Random Walk-based Community Key-members Search over Large Graphs

Given a graph $G$, a query node $q$, and an integer $k$, community search (CS) seeks a cohesive subgraph (measured by community models such as $k$-core or $k$-truss) from $G$ that contains $q$. It is difficult for ordinary users with less knowledge of graphs' complexity to set an appropriate $k$. Even if we define quite a large $k$, the community size returned by CS is often too large for users to gain much insight about it. Compared against the entire community, key-members in the community appear more valuable than others. To contend with this, we focus on Community Key-members Search problem (CKS).
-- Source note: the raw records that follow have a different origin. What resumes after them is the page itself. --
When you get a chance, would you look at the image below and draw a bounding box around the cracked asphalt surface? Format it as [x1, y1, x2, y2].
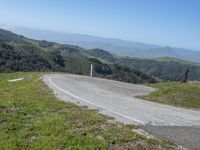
[43, 74, 200, 150]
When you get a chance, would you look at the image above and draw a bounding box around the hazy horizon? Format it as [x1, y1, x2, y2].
[0, 0, 200, 51]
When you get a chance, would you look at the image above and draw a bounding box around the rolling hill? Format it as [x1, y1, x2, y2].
[2, 27, 200, 62]
[87, 49, 200, 81]
[0, 29, 156, 83]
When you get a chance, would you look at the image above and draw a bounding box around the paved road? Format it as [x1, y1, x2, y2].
[43, 74, 200, 149]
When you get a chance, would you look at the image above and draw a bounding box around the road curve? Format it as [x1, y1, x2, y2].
[43, 74, 200, 149]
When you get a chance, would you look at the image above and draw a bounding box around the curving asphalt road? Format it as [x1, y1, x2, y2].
[43, 74, 200, 150]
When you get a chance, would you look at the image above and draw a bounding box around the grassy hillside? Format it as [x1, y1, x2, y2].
[154, 57, 200, 66]
[0, 73, 177, 150]
[142, 82, 200, 109]
[87, 49, 200, 81]
[0, 29, 156, 83]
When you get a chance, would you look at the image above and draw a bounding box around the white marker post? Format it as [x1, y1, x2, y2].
[90, 64, 93, 77]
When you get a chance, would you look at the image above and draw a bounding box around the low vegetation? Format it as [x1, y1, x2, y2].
[0, 29, 156, 83]
[142, 82, 200, 109]
[0, 73, 176, 150]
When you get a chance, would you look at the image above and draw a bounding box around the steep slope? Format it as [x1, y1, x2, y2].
[0, 30, 156, 83]
[87, 49, 200, 81]
[3, 27, 200, 62]
[154, 57, 200, 66]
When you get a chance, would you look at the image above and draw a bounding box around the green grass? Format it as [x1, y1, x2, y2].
[0, 73, 176, 150]
[142, 82, 200, 109]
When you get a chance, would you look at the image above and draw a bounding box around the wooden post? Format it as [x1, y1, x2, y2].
[90, 64, 93, 77]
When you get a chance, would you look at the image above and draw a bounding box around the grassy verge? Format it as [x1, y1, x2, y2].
[141, 82, 200, 109]
[0, 73, 176, 150]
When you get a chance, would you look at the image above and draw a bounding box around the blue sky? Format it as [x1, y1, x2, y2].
[0, 0, 200, 50]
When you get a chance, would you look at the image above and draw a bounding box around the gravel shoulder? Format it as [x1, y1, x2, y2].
[43, 74, 200, 149]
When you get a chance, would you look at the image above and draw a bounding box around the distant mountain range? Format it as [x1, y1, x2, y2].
[4, 26, 200, 62]
[0, 29, 156, 83]
[0, 29, 200, 83]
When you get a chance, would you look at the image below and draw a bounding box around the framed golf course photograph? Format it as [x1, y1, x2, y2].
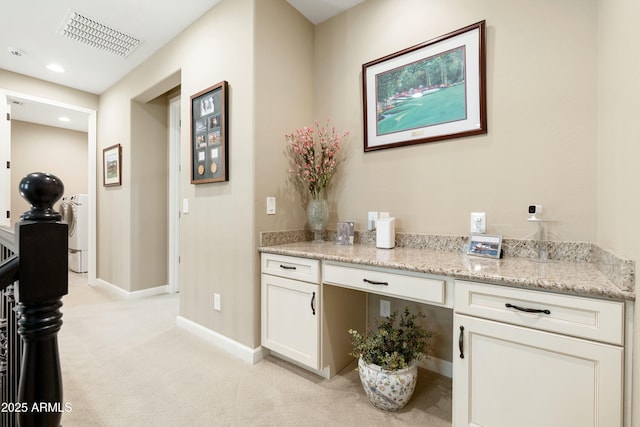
[362, 21, 487, 151]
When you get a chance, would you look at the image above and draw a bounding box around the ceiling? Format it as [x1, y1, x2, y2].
[0, 0, 364, 131]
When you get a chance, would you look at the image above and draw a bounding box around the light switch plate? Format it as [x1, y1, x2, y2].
[380, 299, 391, 317]
[470, 212, 487, 234]
[267, 197, 276, 215]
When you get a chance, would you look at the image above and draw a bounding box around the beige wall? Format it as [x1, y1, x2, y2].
[11, 120, 89, 224]
[0, 69, 98, 110]
[315, 0, 597, 242]
[597, 0, 640, 418]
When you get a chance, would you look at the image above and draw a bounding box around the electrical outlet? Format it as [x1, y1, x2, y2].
[380, 299, 391, 317]
[470, 212, 487, 234]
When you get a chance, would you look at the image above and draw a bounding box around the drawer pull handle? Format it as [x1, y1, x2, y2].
[504, 303, 551, 314]
[362, 279, 389, 286]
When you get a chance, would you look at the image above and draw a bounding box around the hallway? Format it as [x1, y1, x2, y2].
[59, 273, 451, 427]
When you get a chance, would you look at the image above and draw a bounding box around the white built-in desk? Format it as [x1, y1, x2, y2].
[260, 243, 635, 427]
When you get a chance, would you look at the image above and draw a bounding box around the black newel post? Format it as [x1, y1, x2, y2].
[16, 173, 68, 427]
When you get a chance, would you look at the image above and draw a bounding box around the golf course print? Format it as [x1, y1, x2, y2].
[376, 46, 467, 135]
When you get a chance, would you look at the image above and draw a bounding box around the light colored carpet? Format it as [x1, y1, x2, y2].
[59, 273, 451, 427]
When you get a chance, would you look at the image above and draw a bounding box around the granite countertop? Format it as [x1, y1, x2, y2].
[259, 242, 635, 300]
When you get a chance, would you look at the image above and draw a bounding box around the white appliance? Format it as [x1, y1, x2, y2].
[60, 194, 89, 273]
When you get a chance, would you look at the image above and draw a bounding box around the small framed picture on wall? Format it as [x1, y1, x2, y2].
[102, 144, 122, 187]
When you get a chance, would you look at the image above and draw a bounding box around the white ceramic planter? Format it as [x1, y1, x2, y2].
[358, 358, 418, 411]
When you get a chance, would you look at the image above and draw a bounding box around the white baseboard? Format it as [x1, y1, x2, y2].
[96, 279, 169, 299]
[176, 316, 269, 365]
[418, 356, 453, 378]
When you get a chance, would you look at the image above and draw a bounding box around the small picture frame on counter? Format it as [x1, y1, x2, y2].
[336, 221, 356, 245]
[467, 234, 502, 258]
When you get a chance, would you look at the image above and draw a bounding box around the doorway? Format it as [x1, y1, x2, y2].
[0, 88, 97, 284]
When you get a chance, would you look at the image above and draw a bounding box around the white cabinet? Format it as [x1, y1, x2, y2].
[261, 254, 320, 370]
[453, 281, 624, 427]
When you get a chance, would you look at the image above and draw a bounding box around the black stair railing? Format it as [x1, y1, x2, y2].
[0, 172, 68, 427]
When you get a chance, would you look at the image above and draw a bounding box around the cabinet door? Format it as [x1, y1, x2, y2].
[262, 274, 320, 369]
[453, 314, 623, 427]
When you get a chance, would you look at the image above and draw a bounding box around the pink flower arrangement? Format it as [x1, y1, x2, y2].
[285, 120, 349, 199]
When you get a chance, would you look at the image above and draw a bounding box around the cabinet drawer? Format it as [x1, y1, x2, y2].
[454, 281, 624, 345]
[322, 263, 446, 304]
[262, 253, 320, 283]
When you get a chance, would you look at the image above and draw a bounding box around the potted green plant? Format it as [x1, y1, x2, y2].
[349, 307, 435, 411]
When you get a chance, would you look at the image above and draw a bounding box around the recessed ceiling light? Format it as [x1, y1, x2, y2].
[47, 64, 64, 73]
[7, 47, 26, 56]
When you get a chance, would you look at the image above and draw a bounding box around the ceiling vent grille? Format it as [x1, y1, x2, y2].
[60, 10, 142, 58]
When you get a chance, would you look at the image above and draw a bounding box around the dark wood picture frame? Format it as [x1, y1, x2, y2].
[191, 81, 229, 184]
[102, 144, 122, 187]
[362, 21, 487, 151]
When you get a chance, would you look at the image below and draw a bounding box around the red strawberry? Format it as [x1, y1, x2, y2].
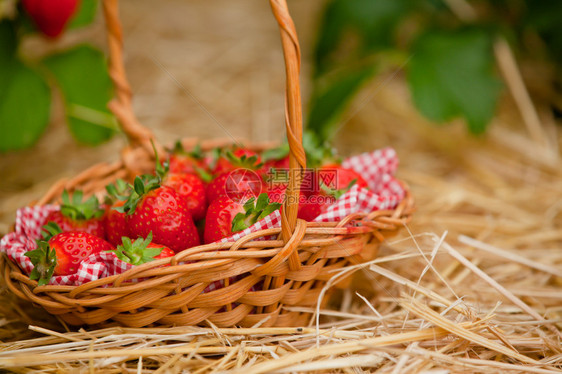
[46, 190, 105, 238]
[121, 176, 200, 253]
[298, 164, 367, 221]
[318, 163, 369, 190]
[25, 224, 113, 286]
[162, 173, 207, 221]
[108, 232, 175, 265]
[22, 0, 79, 38]
[204, 193, 281, 243]
[206, 169, 265, 203]
[212, 148, 261, 175]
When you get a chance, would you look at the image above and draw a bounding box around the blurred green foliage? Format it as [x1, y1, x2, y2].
[307, 0, 562, 141]
[0, 0, 117, 152]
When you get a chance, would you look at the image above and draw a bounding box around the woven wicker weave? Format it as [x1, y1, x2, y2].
[0, 0, 414, 327]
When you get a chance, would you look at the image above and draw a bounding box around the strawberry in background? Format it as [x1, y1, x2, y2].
[46, 190, 105, 238]
[211, 148, 262, 176]
[22, 0, 79, 38]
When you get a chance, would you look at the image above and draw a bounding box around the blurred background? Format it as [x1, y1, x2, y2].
[0, 0, 562, 240]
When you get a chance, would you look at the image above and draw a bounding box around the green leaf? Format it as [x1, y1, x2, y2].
[408, 29, 501, 133]
[307, 65, 376, 142]
[43, 45, 117, 145]
[525, 0, 562, 61]
[67, 0, 98, 29]
[0, 59, 51, 151]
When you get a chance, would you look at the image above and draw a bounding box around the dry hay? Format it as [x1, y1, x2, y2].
[0, 77, 562, 373]
[0, 1, 562, 374]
We turn our perspective to the key-members in the community containing $q$ instead of the entire community. To solve CKS problem, we first propose an exact algorithm based on truss decomposition as a baseline. Then, we present four random walk-based optimized algorithms to achieve a trade-off between effectiveness and efficiency, by carefully considering three important cohesiveness features in the design of transition matrix. As a result, we return key-members according to the stationary distribution when random walk converges. We theoretically analyze the rationality of designing the cohesiveness-aware transition matrix for random walk, through Bayesian theory based on Gaussian Mixture Model with Box-Cox Transformation and Copula Function Fitting. Moreover, we propose a lightweight refinement method following an ``expand-replace" manner to further optimize the result with little overhead, and we extend our method for CKS with multiple query nodes. Comprehensive experimental studies on various real-world datasets demonstrate our method's superiority.

翻译：给定图$G$、查询节点$q$和整数$k$，社区搜索(CS)旨在从$G$中寻找包含$q$的紧密子图（以$k$-核或$k$-桁架等社区模型度量）。对于缺乏图结构复杂性的普通用户而言，设置合理的$k$值颇具挑战。即使定义较大的$k$，CS返回的社区规模通常仍过于庞大，用户难以从中获得深入洞察。相较于整个社区，其中的关键成员更具价值。为此，我们聚焦于社区关键成员搜索问题(CKS)，将视角从包含$q$的整个社区转向其关键成员。针对CKS问题，我们首先提出基于桁架分解的精确算法作为基准。随后，通过精心设计转移矩阵中的三个重要内聚性特征，提出四种基于随机游走的优化算法，实现效果与效率的平衡。当随机游走收敛时，依据稳态分布返回关键成员。通过基于Box-Cox变换与Copula函数拟合的高斯混合模型的贝叶斯理论，我们从理论上论证了内聚性感知随机游走转移矩阵设计的合理性。此外，我们提出一种轻量级的"扩展-替换"精炼方法，以极小开销进一步优化结果，并将方法扩展至多查询节点的CKS场景。在多种真实数据集上的综合实验表明，本方法具有显著优越性。